"Steve Austin, astronaut, a man barely alive. Gentlemen, we can rebuild him. We have the technology. We have the capability to build the world's first bionic man. Steve Austin will be that man, better than he was before. Better, stronger, faster..." -- Oscar Goldman, The Six Million Dollar Man
When kids today hear the name Steve Austin, they probably picture the professional wrestler "Stone Cold." For me, however, the name will always be associated with the fictional character Colonel Steve Austin, the bionic man played by Lee Majors in the classic television series The Six Million Dollar Man. There have been rumors of adapting the series and making a new updated motion picture, probably called The Six Billion Dollar Man. If so, I hope they do it right and don't treat it as a comedy. Retro shows are campy in hindsight, but modern filmmakers shouldn't forget the genuine and beloved elements of the originals that drew fans in the first place. Such misjudgment can lead to box office disaster -- behold Will Ferrell's Land of the Lost remake as proof.
When I hear names like Jim Carrey or Chris Rock attached to play Steve Austin, I fear the worst. They probably only remember the cheesy elements of the original show and plan to produce a comedy version. Or they might stray too far in the other direction and make a dark, humorless version with no heart, like the recent television flop remake of The Bionic Woman.
Yes, there were unintentionally hilarious moments in the original Six Million Dollar Man, the highlight probably being the campy goodness of the Bionic Bigfoot episodes, which I confess are my guilty pleasure favorites. But the show had some great drama mixed in with its action/adventure superheroics.

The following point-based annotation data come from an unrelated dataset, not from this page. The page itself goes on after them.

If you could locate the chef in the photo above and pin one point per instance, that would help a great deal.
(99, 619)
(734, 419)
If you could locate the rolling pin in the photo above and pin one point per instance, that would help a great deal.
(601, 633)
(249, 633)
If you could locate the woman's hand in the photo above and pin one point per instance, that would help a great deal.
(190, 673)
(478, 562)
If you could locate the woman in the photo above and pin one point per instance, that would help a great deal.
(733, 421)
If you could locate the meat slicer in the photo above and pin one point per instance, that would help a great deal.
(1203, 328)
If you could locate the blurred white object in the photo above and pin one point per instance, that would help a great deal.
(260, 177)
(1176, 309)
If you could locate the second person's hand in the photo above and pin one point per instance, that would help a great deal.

The first few episodes were deep explorations of the science fiction staple the cyborg -- half human, half machine. Steve Austin has to learn to accept who he is and refind his humanity. Other episodes explored the idea further -- the first prototype bionic man without the moral backbone that Steve Austin possessed, the body of the bionic woman rejecting the hardware, the troubles faced by a teenager not emotionally ready to handle his new self. The show was a hit because it mixed intriguing ideas with fantasy stories involving super strength, super speed, telescopic eyesight, and more.
Steve Austin was a blend of James Bond, Superman, Neil Armstrong, Captain America, all rolled into one. When the time comes to reboot the character, I pray they don't turn him into a shallow parody.